Kansas Basketball Is a Bracket Nightmare Waiting to Happen

Adam ZielonkaAdam Zielonka|published: Tue 3rd March, 09:34 2026
Kansas Jayhawks head coach Bill Self talks to media following the game against Houston Cougars inside Allen Fieldhouse on Monday, Feb. 23, 2026.Kansas Jayhawks head coach Bill Self talks to media following the game against Houston Cougars inside Allen Fieldhouse on Monday, Feb. 23, 2026.

You just don’t know what you’re going to get when Kansas basketball takes the court.

The Jayhawks are 5.5-point favorites Tuesday night at Arizona State, yet you can imagine them running the 11th-place Sun Devils off the court in a 25-point rout… and just as equally, you can imagine an upset.

Kansas has lost three of its past five games, a mixture of blowout losses to ranked teams Iowa State and Arizona on the road with a stunning 84-68 loss in Allen Fieldhouse to Cincinnati. Yet it’s the same Kansas group that took care of Texas Tech, Arizona and Houston in the conference’s weekly “Big Monday” timeslot on ESPN.

“College Sports Only” on Twitter had it right:


BetMGM lists Kansas with the ninth-shortest odds right now to win the national title (+3000). That’s with all the usual caveats of not knowing what the bracket will look like, and you can sense some baked-in brand-name recognition is at play there.

I’m not saying a title can’t happen. What I am saying is to be very, very careful touching Kansas when you build your brackets.

First, obviously, is the Darryn Peterson angle. I’ve already written about his spotty availability, and everyone who worries about him making it through a full NCAA Tournament is justified.

But Peterson isn’t the source of the Jayhawks’ current woes, near as I can tell.
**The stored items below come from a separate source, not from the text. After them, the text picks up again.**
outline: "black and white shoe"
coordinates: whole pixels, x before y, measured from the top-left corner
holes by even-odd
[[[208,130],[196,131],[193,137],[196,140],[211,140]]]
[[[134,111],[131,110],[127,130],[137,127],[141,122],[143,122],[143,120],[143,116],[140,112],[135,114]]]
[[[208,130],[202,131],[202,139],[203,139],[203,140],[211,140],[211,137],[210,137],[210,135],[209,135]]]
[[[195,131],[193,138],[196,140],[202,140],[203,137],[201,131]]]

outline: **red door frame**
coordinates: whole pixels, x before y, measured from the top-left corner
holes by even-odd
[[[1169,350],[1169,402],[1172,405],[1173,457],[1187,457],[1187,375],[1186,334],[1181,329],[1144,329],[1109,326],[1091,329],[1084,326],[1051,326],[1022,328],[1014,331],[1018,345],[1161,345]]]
He could be shooting it a bit more efficiently, but he’s still Kansas’ leading scorer in Big 12 play at 19.9 points per game, in spite of the minutes he hasn’t played.
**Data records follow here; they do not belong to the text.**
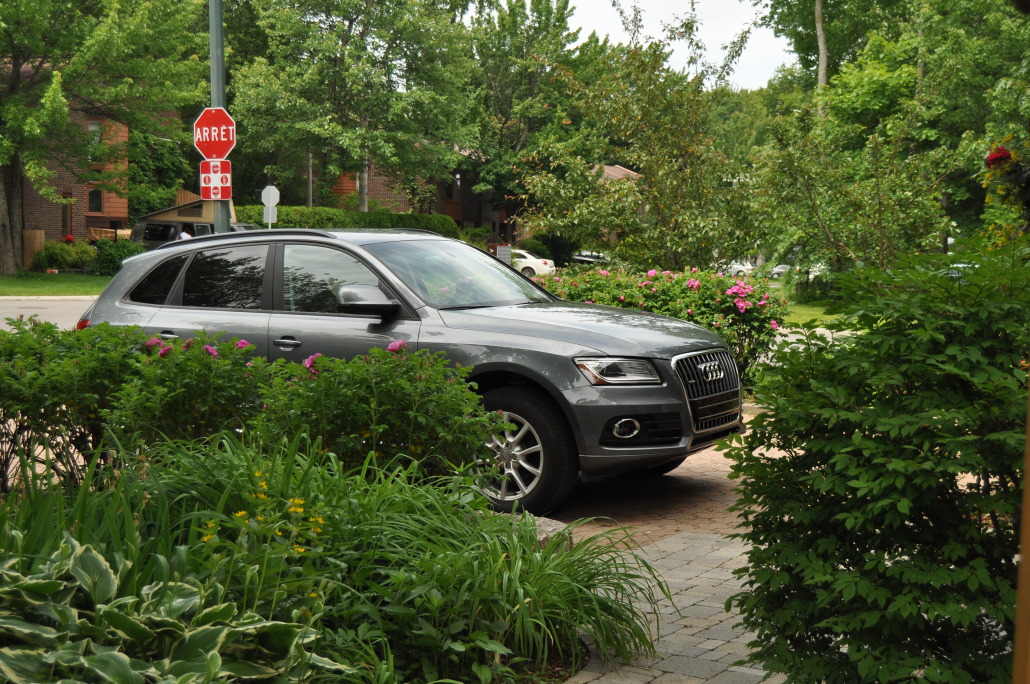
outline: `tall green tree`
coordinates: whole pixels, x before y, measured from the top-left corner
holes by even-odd
[[[865,43],[866,34],[895,21],[904,0],[751,0],[763,20],[790,41],[803,69],[820,75],[819,85],[840,70]]]
[[[474,191],[514,211],[517,171],[548,141],[570,140],[575,106],[561,75],[606,49],[593,37],[582,51],[569,28],[569,0],[483,0],[472,17],[482,116],[473,156]]]
[[[0,275],[21,261],[26,182],[60,201],[54,165],[79,178],[124,147],[97,144],[83,118],[167,132],[204,93],[202,0],[5,0],[0,4]]]
[[[655,40],[642,38],[639,16],[629,20],[631,43],[601,57],[603,78],[568,80],[583,144],[541,148],[523,165],[523,221],[588,244],[608,241],[663,268],[752,251],[752,235],[728,219],[735,170],[708,129],[706,83],[718,70],[703,59],[696,17]],[[676,41],[687,48],[689,73],[669,66]],[[638,176],[612,181],[601,164]]]
[[[253,0],[268,49],[232,74],[240,140],[273,177],[370,165],[446,177],[474,142],[460,0]],[[252,37],[260,43],[260,39]],[[244,137],[246,135],[246,137]],[[367,182],[361,209],[367,208]]]

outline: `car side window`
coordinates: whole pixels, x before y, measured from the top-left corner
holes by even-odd
[[[283,308],[336,313],[344,285],[379,285],[379,278],[355,257],[318,245],[283,245]]]
[[[182,305],[210,309],[260,309],[268,245],[197,252],[186,269]]]
[[[129,300],[140,304],[164,304],[175,285],[175,279],[186,263],[185,254],[162,261],[145,275],[129,292]]]

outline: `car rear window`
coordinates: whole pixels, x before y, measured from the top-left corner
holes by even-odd
[[[148,223],[143,228],[144,240],[174,240],[178,237],[175,225],[171,223]]]
[[[186,269],[182,305],[210,309],[260,309],[268,245],[198,252]]]
[[[129,300],[140,304],[163,305],[168,300],[168,294],[172,291],[184,263],[185,254],[162,261],[132,288]]]

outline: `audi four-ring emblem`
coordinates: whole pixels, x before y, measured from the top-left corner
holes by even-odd
[[[701,377],[704,378],[705,382],[715,382],[726,377],[726,373],[723,372],[722,366],[718,361],[699,363],[697,364],[697,370],[701,373]]]

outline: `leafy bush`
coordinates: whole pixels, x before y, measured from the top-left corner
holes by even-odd
[[[146,251],[146,247],[132,240],[97,240],[97,255],[93,260],[93,272],[97,275],[113,276],[122,270],[122,261]]]
[[[264,225],[263,206],[236,207],[239,221]],[[397,214],[384,210],[351,211],[332,207],[278,207],[279,226],[294,228],[420,228],[458,237],[458,224],[443,214]]]
[[[502,681],[574,661],[581,630],[602,657],[653,652],[663,587],[624,532],[540,547],[466,478],[343,471],[303,439],[227,435],[155,445],[102,487],[28,478],[0,500],[12,681]]]
[[[135,349],[132,381],[101,412],[108,430],[128,449],[239,429],[261,408],[267,363],[253,351],[246,340],[202,332],[188,340],[146,338]]]
[[[136,375],[132,349],[145,338],[107,324],[81,331],[34,319],[7,324],[12,330],[0,330],[0,492],[11,491],[19,461],[78,482],[83,455],[101,446],[101,414]]]
[[[84,243],[47,241],[32,255],[31,268],[34,271],[82,269],[92,264],[95,256],[95,250]]]
[[[537,281],[563,299],[651,311],[714,330],[730,345],[745,382],[751,381],[752,365],[770,349],[787,314],[782,299],[768,291],[758,295],[763,283],[753,278],[697,270],[634,275],[604,268],[577,269]]]
[[[395,344],[350,361],[316,354],[276,364],[250,429],[269,443],[307,435],[348,469],[373,454],[379,467],[412,458],[441,475],[487,457],[499,419],[484,414],[465,383],[469,369],[448,366],[441,352]]]
[[[763,367],[767,412],[728,450],[751,661],[789,682],[1011,681],[1028,259],[842,277],[836,336]]]

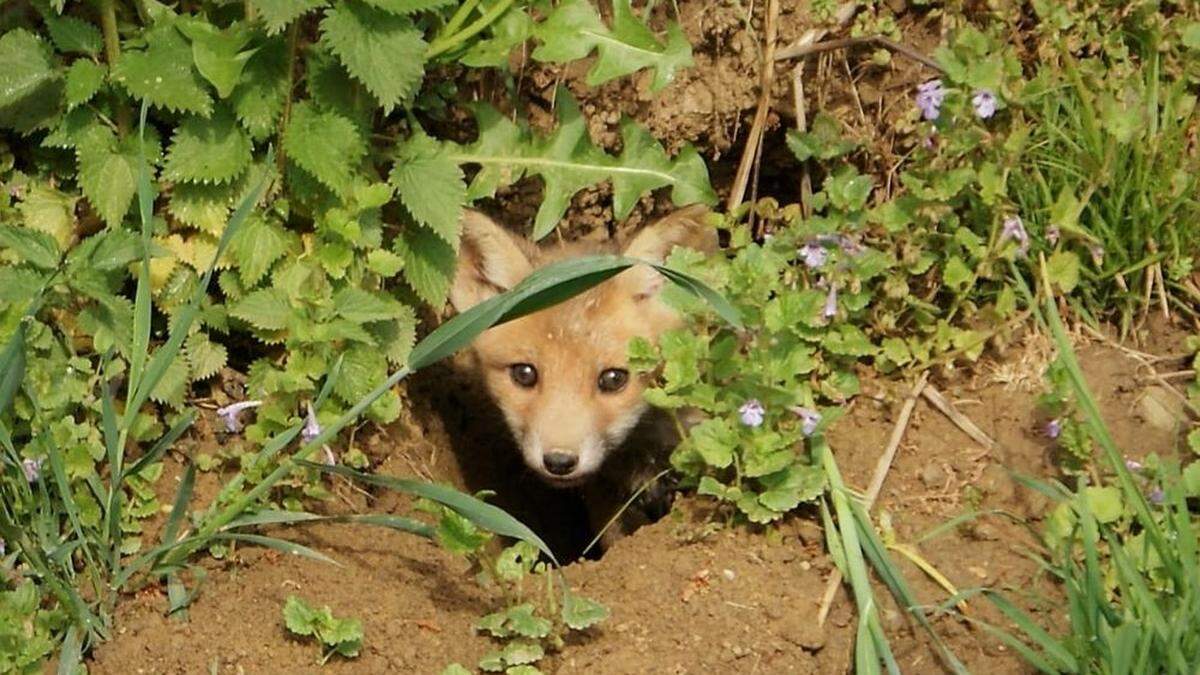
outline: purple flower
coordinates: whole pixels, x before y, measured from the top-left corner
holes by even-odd
[[[1151,490],[1150,494],[1147,496],[1150,497],[1151,504],[1161,504],[1167,501],[1167,495],[1162,491],[1162,488],[1158,487],[1157,485],[1154,486],[1154,489]]]
[[[763,415],[766,413],[763,404],[759,403],[758,399],[752,398],[742,404],[738,408],[738,416],[741,417],[742,424],[748,427],[760,427],[763,423]]]
[[[1129,469],[1130,471],[1141,471],[1142,463],[1136,459],[1127,459],[1125,460],[1125,468]]]
[[[810,270],[815,270],[829,258],[829,252],[825,247],[815,241],[810,241],[800,247],[800,257],[804,259],[804,266]]]
[[[971,105],[979,119],[986,120],[996,114],[996,95],[987,89],[980,89],[971,97]]]
[[[26,459],[21,462],[21,470],[25,472],[25,480],[36,483],[42,477],[42,460]]]
[[[1049,422],[1046,422],[1046,426],[1043,431],[1045,432],[1047,438],[1058,438],[1062,435],[1062,422],[1059,420],[1050,420]]]
[[[1020,216],[1004,219],[1000,229],[1000,243],[1003,244],[1009,239],[1017,242],[1017,251],[1022,256],[1029,253],[1029,233],[1025,231],[1025,223],[1021,222]]]
[[[262,405],[262,401],[239,401],[224,408],[217,408],[217,416],[225,422],[225,430],[231,434],[236,434],[242,430],[242,420],[239,416],[243,410],[249,408],[257,408]]]
[[[800,418],[801,433],[805,436],[812,436],[813,432],[817,430],[817,425],[821,423],[821,413],[804,406],[796,406],[791,410]]]
[[[313,410],[311,403],[305,403],[308,407],[308,413],[304,416],[304,428],[300,430],[300,440],[309,443],[312,439],[321,435],[321,423],[317,421],[317,413]]]
[[[942,113],[942,101],[946,91],[942,89],[941,80],[930,80],[917,87],[917,108],[921,115],[932,122]]]
[[[838,235],[838,246],[842,249],[842,253],[852,257],[866,250],[866,247],[858,239],[848,234]]]
[[[937,131],[936,130],[934,131],[934,133],[929,134],[928,136],[926,136],[925,138],[923,138],[921,140],[921,147],[925,148],[926,150],[932,150],[935,146],[937,146]]]
[[[3,539],[0,539],[0,556],[8,553],[8,544]]]
[[[825,296],[825,308],[821,310],[821,316],[826,319],[837,316],[837,299],[837,286],[829,284],[829,294]]]
[[[1062,236],[1062,231],[1057,225],[1051,225],[1046,228],[1046,241],[1050,242],[1051,246],[1058,246],[1058,238]]]
[[[1092,254],[1092,263],[1099,267],[1104,264],[1104,247],[1100,244],[1092,244],[1088,246],[1088,253]]]

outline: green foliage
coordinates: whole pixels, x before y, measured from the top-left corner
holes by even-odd
[[[43,659],[54,649],[53,631],[61,628],[64,617],[40,605],[38,588],[32,581],[0,590],[0,672],[42,672]]]
[[[362,650],[362,622],[353,618],[335,618],[328,605],[316,609],[303,599],[289,595],[283,605],[283,622],[288,632],[317,639],[321,644],[322,663],[335,654],[351,659]]]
Metrically, Kansas has one of the stoutest defenses in the country, keeping opponents below 30% from 3-point range while ranking third nationally in block percentage.

The one consistent issue for this team has been rebounding, and that happens to be the biggest throughline between the losses to Cincinnati and Arizona.
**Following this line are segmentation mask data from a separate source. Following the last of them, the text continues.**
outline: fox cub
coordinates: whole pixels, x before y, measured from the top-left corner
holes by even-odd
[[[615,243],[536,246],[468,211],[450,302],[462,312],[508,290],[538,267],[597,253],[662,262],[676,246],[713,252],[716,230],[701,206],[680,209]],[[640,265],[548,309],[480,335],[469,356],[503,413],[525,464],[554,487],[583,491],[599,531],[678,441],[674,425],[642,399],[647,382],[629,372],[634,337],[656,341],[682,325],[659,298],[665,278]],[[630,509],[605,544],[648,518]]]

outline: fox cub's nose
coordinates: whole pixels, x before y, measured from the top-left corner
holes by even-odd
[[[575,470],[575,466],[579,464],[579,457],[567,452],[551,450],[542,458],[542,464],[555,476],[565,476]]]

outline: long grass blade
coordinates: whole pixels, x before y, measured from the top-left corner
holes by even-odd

The Bearcats beat Kansas on the boards by 11, and the Wildcats racked up a plus-22 differential. Both teams, different as they are, grabbed 14 offensive rebounds against the Jayhawks.

“I thought we played really soft, to be real honest with you,” coach Bill Self said about the Arizona game. “Foul problems didn’t help, but still, we played soft.”

Here’s the thing about offensive rebounding: It can give any team, on any night, a chance to beat anyone because of how it creates extra shot attempts. When you don’t do it well on a consistent basis, you open yourself up to upsets -- the sort of thing that gets in the way of a nice, clean run through a single-elimination tournament.

Michigan rebounds the ball extremely well. Duke does, Illinois, Arizona, Florida. They’ll be far less impervious to an early-round upset because opponents’ possessions will be one-and-done.

Kansas fans should be concerned where the team stands on the Big 12 ladder as we enter the final week of the regular season. Yes, Iowa State lost Monday night to leave Kansas alone in fourth place for now, but the Jayhawks are dangerously close to the fifth seed in the Big 12 tournament. Missing out on a top-four spot means starting the tourney one day earlier instead of having that luxurious triple bye.

So you have one extra game, one more chance to lose to a lower-ranked opponent and maybe slip a seed line in the NCAA Tournament. A No. 5 is bad enough in the conference, but being in that dreaded 5-12 matchup in the first round of the Big Dance is just asking for an underrated team to outwork you on the glass and produce an upset.